It’s long been forgotten, but in the weeks immediately following 9/11, the Taliban government in Afghanistan actually offered to hand over Osama bin Laden if the US provided proof of his involvement in the terrorist attacks, wrote Linda McQuaig in a Toronto Star opinion piece Sept. 19. Washington instantly rejected the offer. But the Taliban had a point, she said, as Michael Mandel, a law professor at York’s Osgoode Hall Law School, points out in a provocative new book, How America Gets Away With Murder. Mandel notes that the Taliban’s request for evidence was simply standard practice that any nation would follow when asked to extradite a criminal to another country. Oddly, then, it was the primitive leaders of the Taliban who, in this case at least, were following the rule of law. Mandel also insists that the US had an obligation under international law to seek a non-military solution. And the Taliban, for all its well-known defects, was keen to negotiate, wrote McQuaig.
Susan Swan finds romance in romance
Perhaps the most important function of York humanities Professor Susan Swan‘s epigraph in her new novel, What Casanova Told Me, is simply to mention the word “romance,” wrote reviewer Valerie Compton in the Ottawa Citizen Sept. 19. After all, what concept could be more important to the story of a first-person encounter with the legendary lover, Jacob Casanova? What Casanova Told Me is one of those two-centuries-joined-by-a-lost-manuscript, twinned-narrative stories in the mold of A. S. Byatt’s Possession, which now virtually comprise a genre of their own, wrote Compton. The 21st-century protagonist of the novel is Luce Adams, a 28-year-old Toronto archivist charged with delivering to Venice’s Sansovinian Library a document box filled with ancient manuscripts, one of which is the diary of her own Puritan ancestor, Asked For Adams, written in 1797.
My childhood as a communist
James Laxer can joke now about his childhood in the 1950s when he was the only kid on the block cheering for the North in the Korean War, wrote a reviewer in the Sept. 18 Ottawa Citizen of the York political science professor’s new memoir, Red Diaper Baby: A Boyhood in the Age of McCarthyism. But much of his childhood was no joke. It was, in fact, deadly serious. Laxer was the only child on Flora Street in Ottawa and later Melita Street in Toronto with a home library filled with the works of Marx and Lenin. Only he, while a youngster, mourned the death of Soviet tyrant Joseph Stalin, watched the RCMP try to run over his mother while protesting on Parliament Hill and feared that his family might be executed as Commie spies, just like Julius and Ethel Rosenberg in 1953 in the United States. Laxer, 62, is perhaps best known to many Canadians as the left-wing firebrand who led the Waffle movement, a branch of the New Democratic Party, from 1969-74. He is also the man who almost beat David Lewis in 1971 for the federal NDP leadership.

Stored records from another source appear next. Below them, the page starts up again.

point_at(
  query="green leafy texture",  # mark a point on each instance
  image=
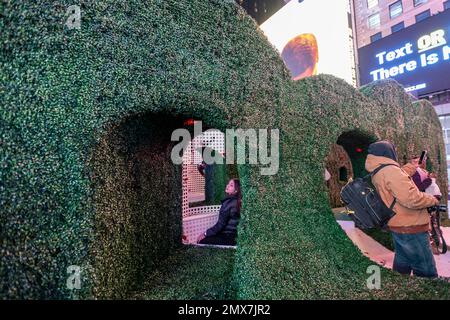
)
(86, 177)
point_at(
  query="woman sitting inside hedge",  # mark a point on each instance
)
(224, 232)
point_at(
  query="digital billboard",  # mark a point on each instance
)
(314, 36)
(418, 57)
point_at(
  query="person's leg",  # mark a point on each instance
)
(423, 264)
(401, 263)
(217, 240)
(220, 239)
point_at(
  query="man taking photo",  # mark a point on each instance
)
(411, 223)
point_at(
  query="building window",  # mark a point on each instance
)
(395, 9)
(423, 15)
(374, 21)
(398, 27)
(375, 37)
(447, 5)
(372, 3)
(419, 2)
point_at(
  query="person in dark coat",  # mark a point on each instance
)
(224, 232)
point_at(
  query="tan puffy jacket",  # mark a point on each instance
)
(410, 208)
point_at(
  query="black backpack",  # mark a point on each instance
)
(364, 204)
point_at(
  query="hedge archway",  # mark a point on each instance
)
(201, 59)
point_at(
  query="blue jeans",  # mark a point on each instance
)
(413, 253)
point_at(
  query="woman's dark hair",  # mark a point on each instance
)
(237, 188)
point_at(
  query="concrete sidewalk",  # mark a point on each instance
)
(385, 257)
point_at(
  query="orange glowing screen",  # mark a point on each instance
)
(301, 55)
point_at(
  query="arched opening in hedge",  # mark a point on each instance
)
(356, 144)
(140, 201)
(204, 184)
(137, 199)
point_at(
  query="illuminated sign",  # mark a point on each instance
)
(312, 40)
(418, 57)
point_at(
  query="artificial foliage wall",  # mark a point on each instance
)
(86, 179)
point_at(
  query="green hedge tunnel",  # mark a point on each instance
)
(86, 124)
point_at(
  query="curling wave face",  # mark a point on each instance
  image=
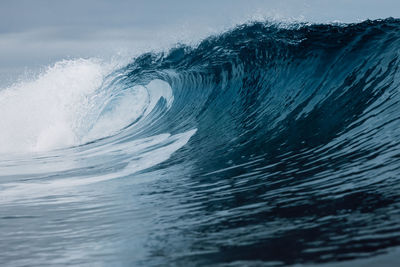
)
(268, 143)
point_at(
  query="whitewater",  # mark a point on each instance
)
(267, 144)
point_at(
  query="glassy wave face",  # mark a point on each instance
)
(267, 144)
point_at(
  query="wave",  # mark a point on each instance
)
(288, 134)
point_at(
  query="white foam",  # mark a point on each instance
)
(41, 114)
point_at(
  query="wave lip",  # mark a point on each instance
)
(266, 144)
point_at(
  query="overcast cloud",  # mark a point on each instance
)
(38, 33)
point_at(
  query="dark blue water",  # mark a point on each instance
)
(267, 144)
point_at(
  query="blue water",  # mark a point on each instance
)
(268, 144)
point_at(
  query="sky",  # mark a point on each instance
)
(34, 34)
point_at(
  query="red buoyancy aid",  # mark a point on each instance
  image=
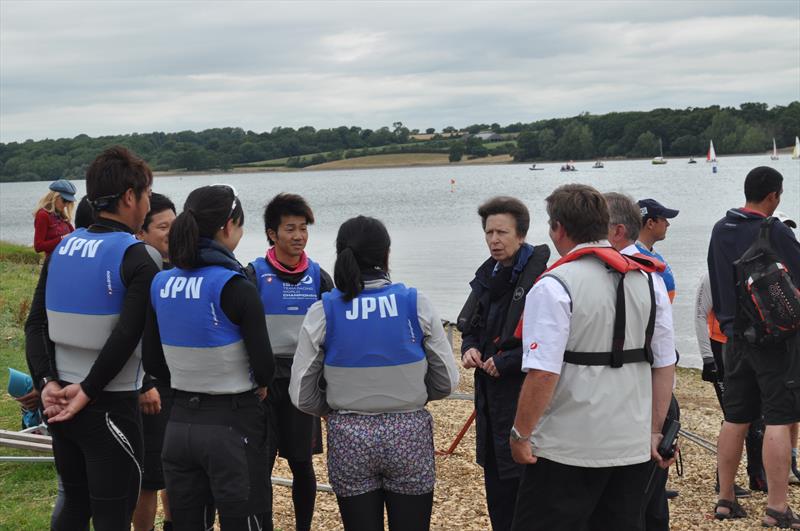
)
(612, 258)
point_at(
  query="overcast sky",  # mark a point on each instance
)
(111, 67)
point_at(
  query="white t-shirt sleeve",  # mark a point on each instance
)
(663, 342)
(703, 307)
(545, 326)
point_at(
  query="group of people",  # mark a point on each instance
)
(144, 322)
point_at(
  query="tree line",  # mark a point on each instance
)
(682, 132)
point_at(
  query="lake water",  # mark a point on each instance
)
(437, 241)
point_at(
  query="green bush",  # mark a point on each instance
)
(18, 254)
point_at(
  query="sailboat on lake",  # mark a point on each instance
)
(712, 155)
(660, 159)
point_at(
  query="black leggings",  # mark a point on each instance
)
(304, 493)
(215, 449)
(98, 455)
(406, 512)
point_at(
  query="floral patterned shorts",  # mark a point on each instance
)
(391, 451)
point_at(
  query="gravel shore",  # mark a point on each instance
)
(459, 500)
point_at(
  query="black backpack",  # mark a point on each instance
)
(768, 299)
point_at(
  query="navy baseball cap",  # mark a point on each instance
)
(652, 209)
(65, 188)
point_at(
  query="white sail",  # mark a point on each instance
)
(712, 155)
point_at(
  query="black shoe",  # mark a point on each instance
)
(758, 483)
(738, 491)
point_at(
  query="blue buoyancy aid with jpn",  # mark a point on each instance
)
(285, 304)
(374, 357)
(81, 319)
(203, 349)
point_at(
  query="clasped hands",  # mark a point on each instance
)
(472, 359)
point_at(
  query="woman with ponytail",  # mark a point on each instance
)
(383, 354)
(217, 358)
(53, 216)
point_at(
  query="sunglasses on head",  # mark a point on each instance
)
(235, 195)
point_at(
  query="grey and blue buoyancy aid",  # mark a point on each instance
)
(203, 349)
(285, 304)
(80, 321)
(374, 358)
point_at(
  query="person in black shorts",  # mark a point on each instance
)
(759, 379)
(84, 332)
(289, 283)
(155, 397)
(217, 358)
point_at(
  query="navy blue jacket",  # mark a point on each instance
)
(496, 398)
(730, 238)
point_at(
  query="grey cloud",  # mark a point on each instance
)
(67, 68)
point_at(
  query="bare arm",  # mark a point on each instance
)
(535, 396)
(662, 394)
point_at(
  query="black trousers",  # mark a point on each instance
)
(656, 514)
(215, 448)
(555, 497)
(501, 494)
(98, 456)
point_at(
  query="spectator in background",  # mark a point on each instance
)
(759, 378)
(489, 346)
(84, 213)
(711, 341)
(53, 216)
(655, 222)
(155, 396)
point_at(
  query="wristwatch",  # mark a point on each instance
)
(517, 436)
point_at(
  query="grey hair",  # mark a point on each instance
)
(623, 210)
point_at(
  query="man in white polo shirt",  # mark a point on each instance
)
(599, 377)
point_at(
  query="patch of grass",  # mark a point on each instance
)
(18, 254)
(28, 489)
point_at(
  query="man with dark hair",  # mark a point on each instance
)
(759, 379)
(487, 324)
(655, 222)
(289, 283)
(155, 396)
(624, 226)
(599, 377)
(89, 321)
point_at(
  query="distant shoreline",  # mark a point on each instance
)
(416, 160)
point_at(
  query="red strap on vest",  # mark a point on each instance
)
(612, 258)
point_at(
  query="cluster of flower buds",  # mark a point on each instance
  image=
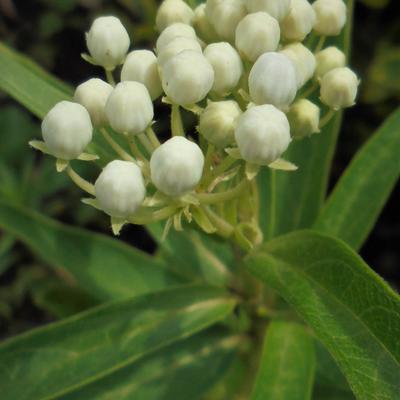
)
(244, 68)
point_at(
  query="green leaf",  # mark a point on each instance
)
(53, 361)
(301, 194)
(354, 313)
(105, 267)
(287, 364)
(185, 370)
(357, 200)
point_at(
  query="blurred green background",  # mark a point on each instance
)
(52, 33)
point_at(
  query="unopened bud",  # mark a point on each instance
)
(67, 130)
(187, 78)
(172, 11)
(339, 88)
(304, 118)
(331, 17)
(303, 60)
(262, 134)
(141, 66)
(272, 80)
(177, 45)
(93, 95)
(276, 8)
(177, 166)
(299, 22)
(329, 59)
(224, 16)
(108, 42)
(120, 189)
(256, 34)
(227, 66)
(203, 26)
(218, 122)
(173, 31)
(129, 108)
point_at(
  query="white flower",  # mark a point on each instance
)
(177, 45)
(108, 42)
(331, 17)
(256, 34)
(67, 130)
(328, 59)
(120, 189)
(262, 134)
(304, 118)
(339, 88)
(303, 60)
(203, 26)
(177, 166)
(187, 78)
(173, 31)
(272, 80)
(224, 16)
(141, 66)
(227, 65)
(171, 11)
(299, 22)
(129, 108)
(93, 95)
(276, 8)
(218, 122)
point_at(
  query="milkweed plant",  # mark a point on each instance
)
(240, 302)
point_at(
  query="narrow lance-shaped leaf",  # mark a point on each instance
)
(105, 267)
(354, 313)
(287, 364)
(185, 370)
(293, 200)
(354, 206)
(52, 361)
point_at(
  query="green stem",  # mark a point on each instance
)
(80, 182)
(326, 118)
(176, 121)
(153, 137)
(115, 146)
(226, 196)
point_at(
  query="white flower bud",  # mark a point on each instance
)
(303, 60)
(256, 34)
(218, 122)
(177, 166)
(329, 59)
(67, 130)
(93, 95)
(339, 88)
(304, 118)
(187, 78)
(276, 8)
(203, 26)
(141, 66)
(129, 108)
(272, 80)
(331, 17)
(299, 22)
(120, 188)
(108, 42)
(227, 65)
(173, 31)
(224, 16)
(172, 11)
(262, 134)
(177, 45)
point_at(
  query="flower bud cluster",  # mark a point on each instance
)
(240, 66)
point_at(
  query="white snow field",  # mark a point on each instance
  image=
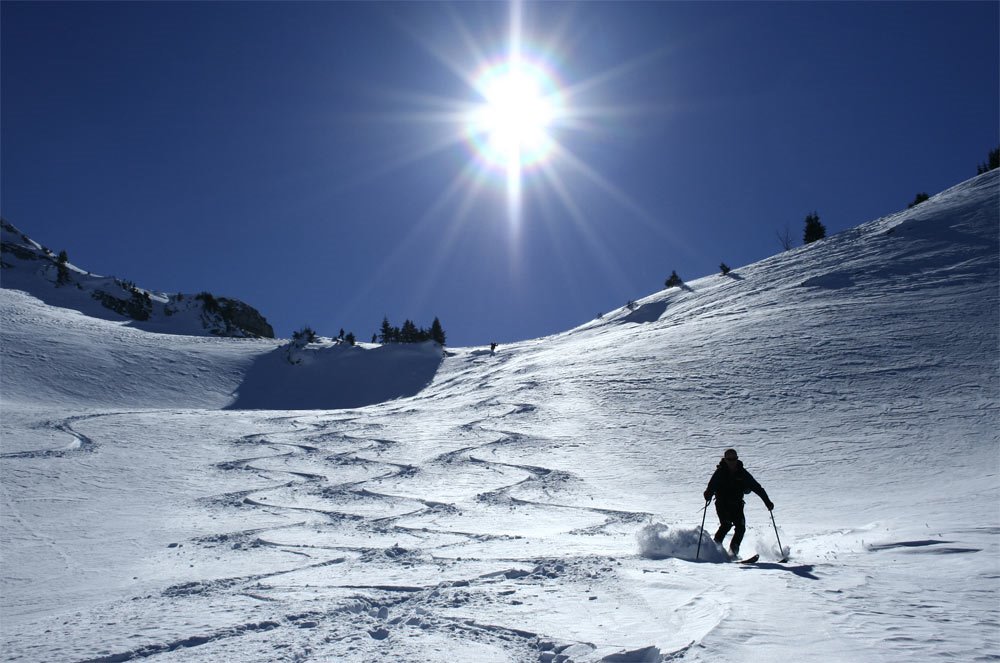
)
(541, 503)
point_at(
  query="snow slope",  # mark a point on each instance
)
(540, 503)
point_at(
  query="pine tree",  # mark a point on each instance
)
(814, 230)
(386, 335)
(437, 332)
(992, 163)
(409, 333)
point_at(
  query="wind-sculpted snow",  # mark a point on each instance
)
(541, 503)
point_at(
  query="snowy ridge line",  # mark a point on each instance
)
(193, 641)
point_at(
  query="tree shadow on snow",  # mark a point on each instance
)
(332, 378)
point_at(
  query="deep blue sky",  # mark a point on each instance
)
(281, 153)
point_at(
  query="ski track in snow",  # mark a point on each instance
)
(494, 516)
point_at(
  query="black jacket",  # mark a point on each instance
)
(732, 486)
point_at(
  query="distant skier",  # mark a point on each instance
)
(729, 484)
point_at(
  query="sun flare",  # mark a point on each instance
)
(511, 127)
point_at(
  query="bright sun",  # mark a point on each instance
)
(511, 127)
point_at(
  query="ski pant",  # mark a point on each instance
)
(730, 515)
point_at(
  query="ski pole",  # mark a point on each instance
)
(701, 530)
(780, 549)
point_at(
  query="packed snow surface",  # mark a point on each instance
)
(181, 498)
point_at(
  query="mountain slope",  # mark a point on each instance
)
(30, 267)
(540, 503)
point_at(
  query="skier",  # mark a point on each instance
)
(729, 484)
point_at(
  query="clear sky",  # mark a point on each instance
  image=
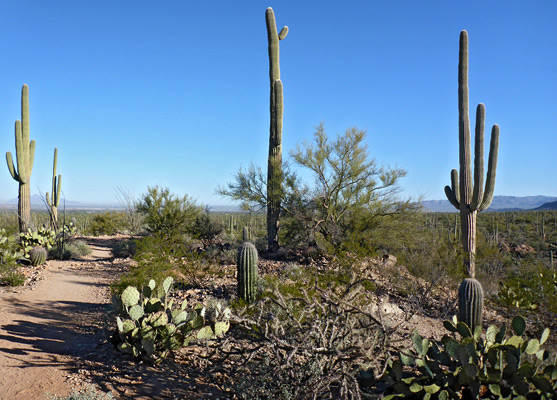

Magalas gains experience with York men’s team
A number of women have competed in men’s sports over the past few years, including golfer Annika Sorenstam and hockey player Hayley Wickenheiser. Now, fourth-year York psychology major Samantha Magalas is giving it a shot, reported the Burlington Post Sept. 19. The 22-year-old Burlington resident, widely regarded as one of the top female baseball players in the country, is playing men’s intercollegiate ball this season with the York Lions. Magalas, who represented Canada at this year’s women’s World Series along with Aldershot graduate Kate Psota, sees playing with York as an opportunity to gain experience for the national team. York coach Colin Cummins was impressed by the first baseman’s talent and work ethic at the Lions’ training camp, awarding her a position on the team and naming her an opening day starter.
A Hamilton Spectator profile Sept. 18 began: “Sam is one of the guys,” stressed York University men’s baseball coach Colin Cummins. “There’s no female/male thing here. If someone has a problem with that, they might just as well go home.”
Running back ties CIS record
Andre Durie is a tough man to stop. The second-year running back from Mississauga, Ont., tied a Canadian Interuniversity Sport record on Sept. 18 by scoring six touchdowns to lead York University to a 55-33 win over the University of Waterloo, reported wire stories printed Sept. 20 in Brantford’s The Expositor and the Edmonton Journal.
On air
- Wendy Wong, professor at York University, participated in a symposium on the future of democracy in Hong Kong, televised on the Cantonese edition of OMNI.2 News in Toronto Sept. 17.